Everyone was either eating or mostly taking a swim on this night of festivity. Derrick was flaunting his 6-pack together with his girlfriend, Diane, with an orange two-piece. Fuck them both for boasting and being so narcissistic. Liam and Joyce were kissing in the bar, with an orange cocktail placed under their slithering tongues. Gandy and Sam were playing billiards, the unmoved 5-ball stared at me like a gouged eyeball. Connor, already drunk as a skunk, was singing in the karaoke.

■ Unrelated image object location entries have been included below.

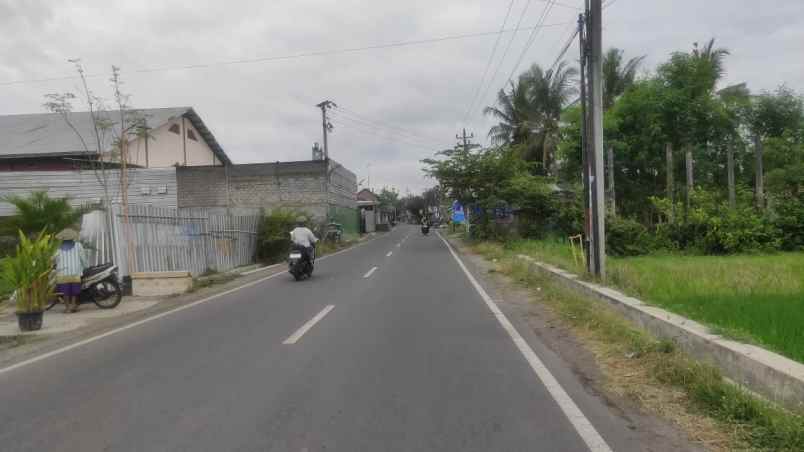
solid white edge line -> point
(306, 327)
(92, 339)
(585, 429)
(368, 273)
(259, 269)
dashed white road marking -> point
(368, 273)
(306, 327)
(585, 429)
(92, 339)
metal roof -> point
(48, 134)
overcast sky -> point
(399, 103)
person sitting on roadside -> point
(70, 264)
(304, 238)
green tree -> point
(772, 115)
(39, 212)
(618, 76)
(530, 113)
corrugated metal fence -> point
(162, 239)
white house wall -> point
(165, 148)
(155, 187)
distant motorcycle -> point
(300, 265)
(99, 285)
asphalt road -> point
(407, 357)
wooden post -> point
(730, 175)
(760, 182)
(612, 196)
(668, 152)
(690, 181)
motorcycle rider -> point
(304, 238)
(71, 261)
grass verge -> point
(752, 298)
(659, 376)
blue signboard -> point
(457, 213)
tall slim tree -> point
(618, 76)
(530, 112)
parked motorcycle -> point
(100, 285)
(300, 265)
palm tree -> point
(511, 112)
(39, 212)
(548, 94)
(713, 58)
(617, 77)
(529, 113)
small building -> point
(46, 142)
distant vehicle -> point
(334, 232)
(301, 262)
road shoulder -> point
(19, 348)
(619, 419)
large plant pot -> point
(29, 321)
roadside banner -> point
(457, 213)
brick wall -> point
(293, 185)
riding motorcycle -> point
(99, 285)
(300, 262)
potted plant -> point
(29, 271)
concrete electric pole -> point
(465, 141)
(325, 124)
(596, 137)
(585, 167)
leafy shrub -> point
(711, 227)
(29, 271)
(39, 212)
(788, 218)
(627, 237)
(273, 239)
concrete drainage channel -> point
(766, 373)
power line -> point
(531, 39)
(367, 126)
(379, 123)
(565, 49)
(488, 63)
(564, 5)
(295, 55)
(505, 52)
(357, 126)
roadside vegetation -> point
(704, 188)
(755, 298)
(658, 376)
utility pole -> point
(326, 126)
(465, 141)
(587, 220)
(596, 137)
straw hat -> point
(67, 234)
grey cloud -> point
(265, 111)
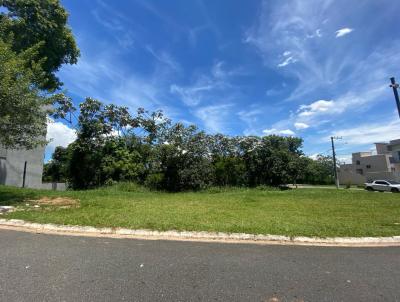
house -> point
(384, 163)
(21, 167)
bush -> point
(155, 181)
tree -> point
(43, 23)
(23, 107)
(56, 169)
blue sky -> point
(307, 68)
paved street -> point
(37, 267)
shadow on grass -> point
(15, 197)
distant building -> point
(367, 166)
(21, 168)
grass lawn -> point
(307, 212)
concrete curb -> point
(21, 225)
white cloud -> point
(287, 132)
(215, 117)
(300, 126)
(59, 134)
(369, 133)
(192, 95)
(322, 64)
(343, 31)
(164, 58)
(287, 61)
(316, 107)
(209, 87)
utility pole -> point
(394, 85)
(334, 161)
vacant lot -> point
(308, 212)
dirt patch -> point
(63, 202)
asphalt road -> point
(37, 267)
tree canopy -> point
(28, 23)
(23, 108)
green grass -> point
(307, 212)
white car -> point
(383, 185)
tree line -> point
(147, 148)
(112, 144)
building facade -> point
(384, 163)
(21, 168)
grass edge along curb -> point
(21, 225)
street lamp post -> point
(394, 85)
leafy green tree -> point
(56, 169)
(23, 107)
(41, 23)
(183, 159)
(319, 171)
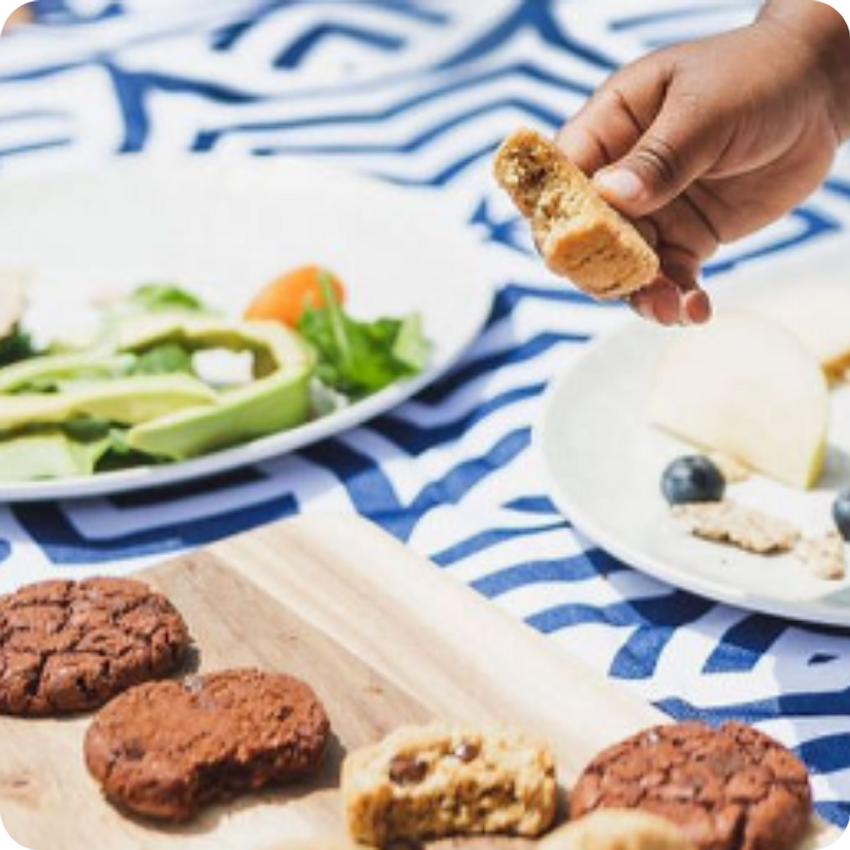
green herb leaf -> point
(15, 347)
(360, 358)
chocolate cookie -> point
(69, 646)
(166, 749)
(728, 789)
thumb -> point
(677, 149)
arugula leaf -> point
(16, 346)
(360, 358)
(163, 297)
(166, 359)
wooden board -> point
(384, 639)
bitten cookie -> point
(440, 780)
(733, 788)
(579, 235)
(166, 749)
(617, 829)
(70, 646)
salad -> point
(165, 377)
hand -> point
(704, 143)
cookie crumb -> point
(729, 522)
(823, 556)
(618, 829)
(443, 780)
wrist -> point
(823, 33)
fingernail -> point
(620, 183)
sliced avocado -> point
(32, 457)
(128, 401)
(60, 367)
(278, 399)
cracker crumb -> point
(729, 522)
(823, 556)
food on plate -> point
(357, 358)
(442, 780)
(68, 647)
(579, 235)
(731, 788)
(841, 513)
(287, 297)
(167, 749)
(15, 343)
(139, 389)
(693, 479)
(618, 829)
(746, 528)
(744, 386)
(819, 316)
(823, 556)
(278, 397)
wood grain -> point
(383, 637)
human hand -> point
(706, 142)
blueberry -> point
(693, 479)
(841, 513)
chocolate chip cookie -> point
(441, 780)
(733, 788)
(167, 749)
(69, 646)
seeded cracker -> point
(823, 556)
(729, 522)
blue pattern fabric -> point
(419, 92)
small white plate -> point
(604, 464)
(223, 228)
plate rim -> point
(280, 444)
(813, 612)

I swore I was gonna push him to the pool and let him drown if he asked me again, "Is orange a fruit or a color?" 

Only a few were dancing with their citrus hats and balloons. Soon enough, they'd start the countdown to welcome the new year. As for me, I went inside my room like a mouse scampering into its hole. I couldn't stand any more of it. The threads of my shirt seemed to enjoy scrubbing its infernal color against my skin. Once inside, I quickly stripped it off, leaving only my pants and shoes which I removed next.

I stepped to the bathroom and my feet soiled the white tiles. My hands worshiped the white walls as I leaned my back on it. Then I looked at myself in the mirror by the tap. With my eyes, I explored my body, pale, skinny, and dotted by minuscule hairs. My nipples were as hard as marble. They pointed like they're going to rip off my chest as I failed to resist the arousal of my own nudity. I was also hard. So I plodded over to the sliding door where the shower was waiting. Squeak. I let the cold water trickle on my face, on my shoulder, on my chest, on my crotch. It was heavenly. Then someone knocked on the door. 

I didn't budge. It's probably Connor. But harder, it continued. Harder and louder. For the love of Christ, I put my underwear on, not orange but red, and grabbed a towel which was thank God, blue. I got out of the bathroom and left the shower on. Tightening the towel around my waist, I opened the door. No one's there. Only the hellish decorations. But I could hear the sons of bitches counting backward. It's almost midnight. 

 10... 9... When I heard a thud in the bathroom, I removed all my clothing again. 

 8... 7... I got back in. The mirror was a blur of moisture now. 

6... 5... I looked for the origin of the stone-like sound before. The shower was pouring strong, the shuushh was loud, faltering all the noise but still, I heard the... 

4... 3... I stepped in the shower and heard a distinct high-pitch swiiiipp as my foot violently cartwheeled to the right. 

2... 1... The world flipped horizontally and there I knew I fucked up while all the people I hate were cheering outside. 

"HAPPY NEW YEAR!"

The next thing I knew, I was lying on the floor, paralyzed, rivulets of shower water cascading on my body. While the slow contamination of red liquid flowed all over the dirty white tiles. Naked. They would find me butt-naked. The fireworks exploded but became muffled as I became dizzier and dizzier. Then I saw something sliding, its momentum decreasing. Brighter even in the shadows. It must have ricocheted on the wall after I stepped on it. Now it stopped directly to my eyes. It's a soap, I saw. It's a goddamn orange soap.